Il capo nel frattempo si è rifugiato nel suo ufficio. Dopo pochi minuti fa capolino dalla porta con un largo sorriso stampato sul volto.
“Allora cosa hai saputo, caro Sandro, del locale che quello, come si chiama… Stefano, vuole aprire?”
“Guardi ci sono passato davanti poco prima di venire qui, ho incontrato il signor Corte sulla porta che mi ha invitato ad entrare. E’ enorme. Uno spazio grandissimo completamente aperto, arredato con gusto e con colori che vanno dal grigio perla al bianco. Molto sofisticato ma nello stesso tempo accogliente. Ci sarà anche un angolo dedicato alla lettura e alla conversazione. Per una città come questa è proprio quello che ci voleva, credo che avrà un successo enorme”.
Le ultime esclamazioni di ammirazione pronunciate da Sandro vengono triturate dalle grida e dalle urla del capo. Con il viso paonazzo si dibatte spalancando la bocca come fosse un pesce che non riesce a respirare, improvvisamente un bottone della camicia bianca e inamidata cede. Il piccolo oggetto di plastica prende il volo, rimbalza nell’aria e poi con alcuni brevi saltelli si posa sul tavolo delle riunioni. Tratteniamo a stento uno scoppio di risa. Ma basta quell’istante per trasformare la situazione.
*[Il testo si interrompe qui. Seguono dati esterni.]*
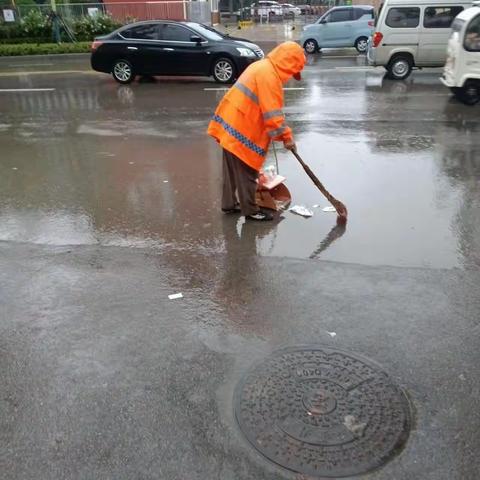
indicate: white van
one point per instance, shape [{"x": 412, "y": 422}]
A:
[
  {"x": 462, "y": 70},
  {"x": 412, "y": 34}
]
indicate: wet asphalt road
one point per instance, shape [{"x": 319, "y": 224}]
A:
[{"x": 109, "y": 201}]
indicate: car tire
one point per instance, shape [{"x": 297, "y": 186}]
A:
[
  {"x": 224, "y": 70},
  {"x": 399, "y": 67},
  {"x": 469, "y": 94},
  {"x": 122, "y": 72},
  {"x": 311, "y": 46},
  {"x": 361, "y": 44}
]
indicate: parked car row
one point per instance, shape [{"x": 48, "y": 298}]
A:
[
  {"x": 413, "y": 34},
  {"x": 267, "y": 8},
  {"x": 172, "y": 48},
  {"x": 405, "y": 34},
  {"x": 340, "y": 27}
]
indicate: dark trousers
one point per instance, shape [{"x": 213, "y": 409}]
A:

Il capo si zittisce, si lascia andare ad un respiro profondo e si allontana. Torna nel suo ufficio, ma stavolta chiude la porta. A quel punto ci concediamo il lusso dei commenti e delle risatine soffocate ma nel frattempo cresce in noi la curiosità. Anche perché tra il capo e Stefano Corte non c’è mai stato niente. Non sapevamo neppure che si conoscessero. Ma evidentemente ci sbagliavamo. Dopo un’oretta il capo torna a trovarci. “Allora, tutto a posto?” sussurra lievemente con una voce rassicurante. “Sapete per caso quando inaugurerà il locale coso, come si chiama, avete capito no?”
Sandro tutto felice, come un bambino in prima elementare, sciorina: “Allora, venerdì ci sarà un open day dalle 18. Tutti potranno entrare, vedere il locale, fare un brindisi. L’inaugurazione vera e propria ci sarà sabato sera alle 22. Ma sarà ad invito. E per quanto ne so tutta la città sta facendo a gara per avere quei biglietti”. E di nuovo il capo si lancia a capo chino in un torneo di ingiurie, un turpiloquio impronunciabile fino a quando non sentiamo bussare al portone. Per tentare di uscire dall’impasse mi alzo e vado verso l’ingresso e solo da lì mi volto verso il capo per dire: “Mi scusi hanno bussato”.
“Sì, sì vedi chi diavolo è a quest’ora”.
Apro la porta e sul pianerottolo c’è un uomo abbronzato con indosso un abito di gran moda e di gran lusso che mi devia come fossi trasparente. Si avvia verso Sandro e lo saluta affabilmente e poi guarda dritto in faccia il capo ancora paonazzo per le urla.
“Salve socio, come va?”
“Tutto a posto Stefano caro, vieni andiamo nel mio ufficio a parlare di affari” con la gioia dipinta sul volto.
“Ma non mi dire?” faccio io rivolto a Sandro.
“E’ proprio Stefano Corte” ribatte il mio collega esterrefatto.
Nemmeno il tempo di riaverci dalla sorpresa che il capo si affaccia nella stanza e impreca: “Il primo che mi nomina Stefano Corte lo faccio fuori con le mie mani”.